Katar verliert Eröffnungsspiel:Zuschauer-Exodus beim Auftaktspiel

Katar verliert Eröffnungsspiel: Viele katarische Fans verlassen lang vor dem Abpfiff das Stadion.

Viele katarische Fans verlassen lang vor dem Abpfiff das Stadion.

(Foto: Natacha Pisarenko/AP)

Gastgeber Katar genügt beim Eröffnungsspiel gegen Ecuador nicht mal niedrigsten internationalen Ansprüchen und verliert 0:2. Das Publikum verlässt zu großen Teilen während des Spiels das Stadion.
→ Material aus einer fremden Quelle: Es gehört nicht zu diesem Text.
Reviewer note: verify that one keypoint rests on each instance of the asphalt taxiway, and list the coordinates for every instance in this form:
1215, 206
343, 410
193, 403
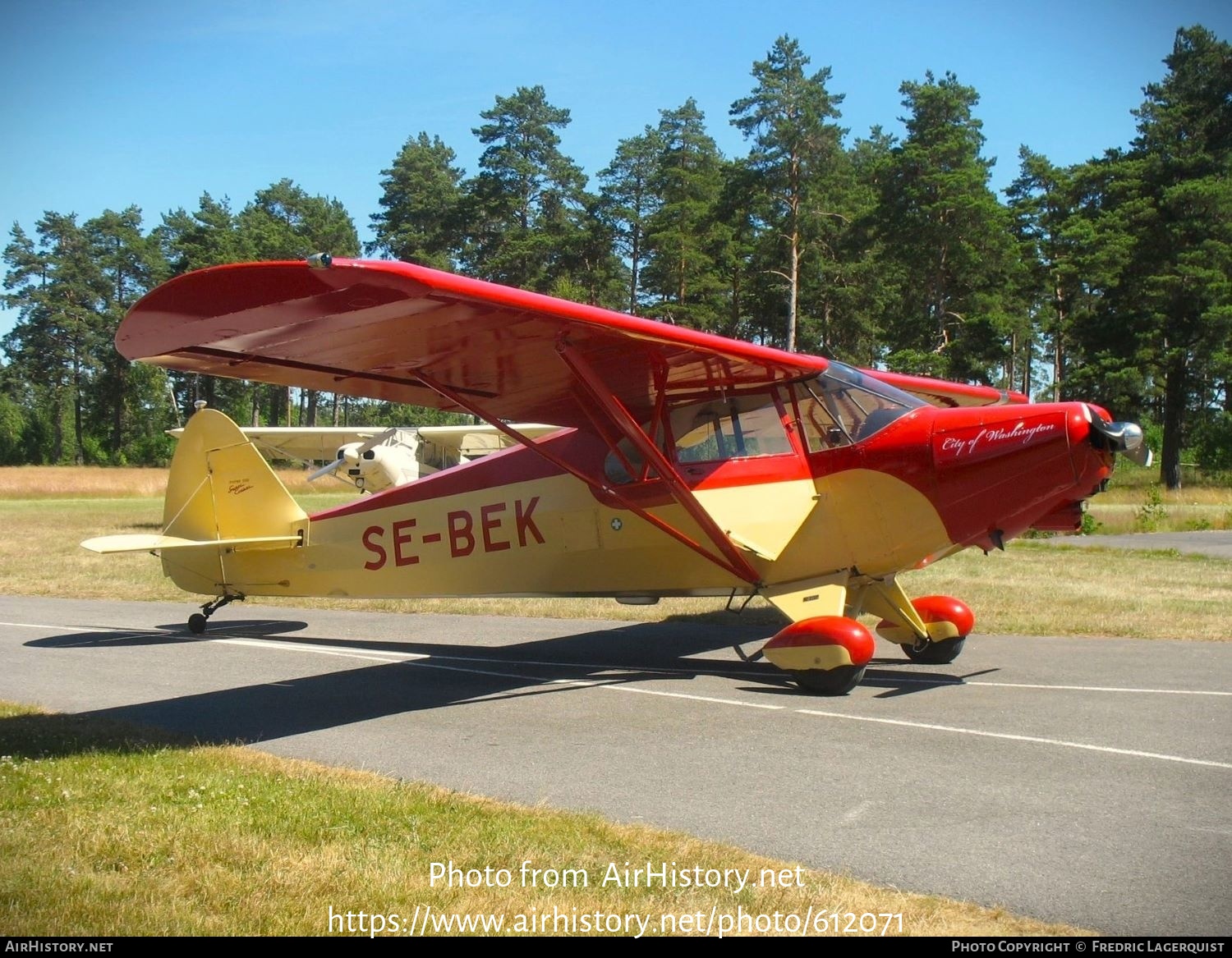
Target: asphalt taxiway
1073, 780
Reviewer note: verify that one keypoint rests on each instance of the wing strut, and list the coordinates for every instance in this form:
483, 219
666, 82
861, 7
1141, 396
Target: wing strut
737, 566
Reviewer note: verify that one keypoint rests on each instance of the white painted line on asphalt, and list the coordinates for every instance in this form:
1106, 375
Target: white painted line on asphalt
1010, 736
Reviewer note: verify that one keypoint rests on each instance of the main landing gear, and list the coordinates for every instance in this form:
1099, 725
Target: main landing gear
948, 622
197, 620
827, 655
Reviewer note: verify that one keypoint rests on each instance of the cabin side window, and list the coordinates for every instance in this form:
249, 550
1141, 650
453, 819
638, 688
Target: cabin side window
844, 406
729, 429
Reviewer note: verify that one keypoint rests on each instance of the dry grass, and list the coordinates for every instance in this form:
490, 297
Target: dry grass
108, 830
98, 482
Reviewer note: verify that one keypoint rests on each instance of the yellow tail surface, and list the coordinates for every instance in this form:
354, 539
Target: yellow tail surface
222, 497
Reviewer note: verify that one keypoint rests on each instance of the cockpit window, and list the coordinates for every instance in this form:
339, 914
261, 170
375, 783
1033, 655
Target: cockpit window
844, 406
729, 429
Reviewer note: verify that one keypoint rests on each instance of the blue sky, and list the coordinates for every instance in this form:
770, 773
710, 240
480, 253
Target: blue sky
152, 103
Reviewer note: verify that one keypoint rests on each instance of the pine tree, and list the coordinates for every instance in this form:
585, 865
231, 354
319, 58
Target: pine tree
628, 201
685, 236
795, 152
953, 251
526, 204
421, 199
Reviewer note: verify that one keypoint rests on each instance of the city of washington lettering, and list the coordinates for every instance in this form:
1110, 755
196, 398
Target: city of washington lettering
490, 529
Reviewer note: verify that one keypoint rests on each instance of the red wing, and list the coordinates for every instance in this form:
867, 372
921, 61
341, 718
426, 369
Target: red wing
941, 393
367, 328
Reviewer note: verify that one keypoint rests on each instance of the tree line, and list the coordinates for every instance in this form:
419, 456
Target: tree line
1109, 280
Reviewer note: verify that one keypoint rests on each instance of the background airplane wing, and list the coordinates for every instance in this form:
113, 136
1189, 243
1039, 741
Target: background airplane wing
302, 442
371, 328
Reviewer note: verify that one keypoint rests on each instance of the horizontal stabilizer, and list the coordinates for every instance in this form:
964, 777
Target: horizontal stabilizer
149, 543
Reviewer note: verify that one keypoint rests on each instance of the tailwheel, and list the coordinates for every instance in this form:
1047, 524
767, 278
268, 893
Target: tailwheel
825, 655
948, 622
197, 621
935, 653
830, 681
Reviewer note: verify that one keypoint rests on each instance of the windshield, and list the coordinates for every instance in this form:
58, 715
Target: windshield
844, 406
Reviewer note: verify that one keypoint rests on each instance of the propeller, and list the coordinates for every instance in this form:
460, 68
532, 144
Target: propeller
1125, 438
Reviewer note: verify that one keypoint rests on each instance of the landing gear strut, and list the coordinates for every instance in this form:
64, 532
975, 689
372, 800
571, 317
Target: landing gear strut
197, 620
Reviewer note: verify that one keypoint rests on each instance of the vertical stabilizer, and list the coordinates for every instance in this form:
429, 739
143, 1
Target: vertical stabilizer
222, 488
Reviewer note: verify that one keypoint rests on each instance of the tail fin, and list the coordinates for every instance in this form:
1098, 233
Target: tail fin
223, 502
221, 487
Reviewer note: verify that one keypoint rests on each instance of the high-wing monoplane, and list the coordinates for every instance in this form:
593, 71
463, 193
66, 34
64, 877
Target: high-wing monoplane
684, 463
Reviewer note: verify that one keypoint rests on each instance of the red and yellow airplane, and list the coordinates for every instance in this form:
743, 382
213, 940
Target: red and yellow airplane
685, 463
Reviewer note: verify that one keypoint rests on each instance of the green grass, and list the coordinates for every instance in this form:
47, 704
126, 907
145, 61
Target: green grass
113, 830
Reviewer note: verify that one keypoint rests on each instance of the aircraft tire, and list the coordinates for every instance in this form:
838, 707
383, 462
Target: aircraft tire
830, 681
936, 653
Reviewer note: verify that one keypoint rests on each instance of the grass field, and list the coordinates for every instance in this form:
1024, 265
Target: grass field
111, 830
1032, 589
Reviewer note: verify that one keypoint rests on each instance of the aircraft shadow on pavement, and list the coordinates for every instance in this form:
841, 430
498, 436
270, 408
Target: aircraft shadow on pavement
453, 675
158, 635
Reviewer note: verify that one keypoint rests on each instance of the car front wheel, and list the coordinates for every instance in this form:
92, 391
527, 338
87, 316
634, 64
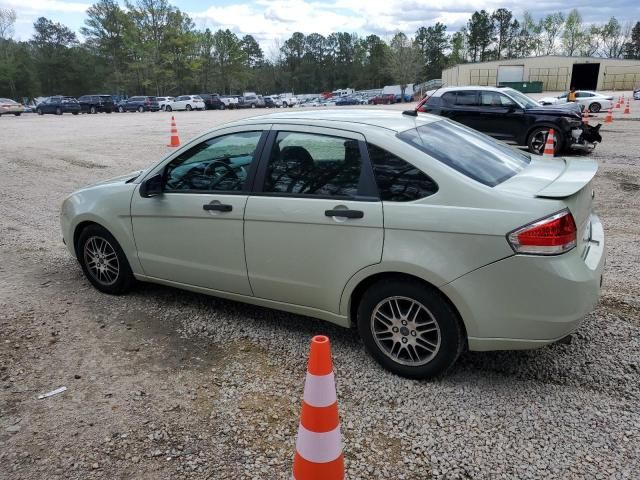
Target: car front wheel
103, 261
409, 328
538, 137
Von Javier Cáceres, al-Chaur

Es gibt noch immer Dinge auf der Welt, die kann man mit Geld nicht kaufen. Man kann, zum Beispiel, nicht aus jeder Ödnis eine Blumenwüste zaubern, wie sie sich im Norden Chiles in der Atacama finden lässt, alle paar Jahre jedenfalls. Man kann allenfalls für absurd viel Geld sinnlos Stadien in den Sand setzen. Und man kann, wie am Sonntag beim Eröffnungsspiel der Fußballweltmeisterschaft zu sehen war, alle Anstrengungen der Welt unternehmen, und dabei doch mit dem Versuch scheitern, eine Nationalmannschaft zu zaubern, die niedrigsten internationalen Standards gerecht wird. Im Eröffnungsspiel unterlag der Gastgeber Katar gegen Ecuador mit 0:2 - und erwies sich dabei als so widerstandsfähig wie Knetmasse.

Das Ganze missfiel auch den Zuschauern so arg, dass viele von ihnen sehr früh das Stadion verließen. Als Ecuadors Spieler am Ende ihren Sieg bejubelten, war kaum noch jemand anwesend. Katars spanischer Trainer Felix Sanchez kam trotzdem zu dem ulkigen Schluss, dass die Atmosphäre im Stadion "großartig" gewesen sei. "Es tut uns leid, dass wir nicht zu dieser großartigen Atmosphäre und der Party beitragen konnten", sagte er: "Aber wir wussten, dass das passieren kann."

Die Partie unter dem stilisierten Beduinenzelt aus Beton, das da in al-Chaur hingestellt wurde, war rasch derart einseitig, dass sich die beachtlich zahlreichen ecuadorianischen Fans der Vergangenheitsbewältigung widmen konnten. Nach nur einer halben Stunde hüpften sie auf und ab und sangen dazu Chöre über das Fast-Nachbarland Chile, die man getrost als massiv homophob einstufen konnte.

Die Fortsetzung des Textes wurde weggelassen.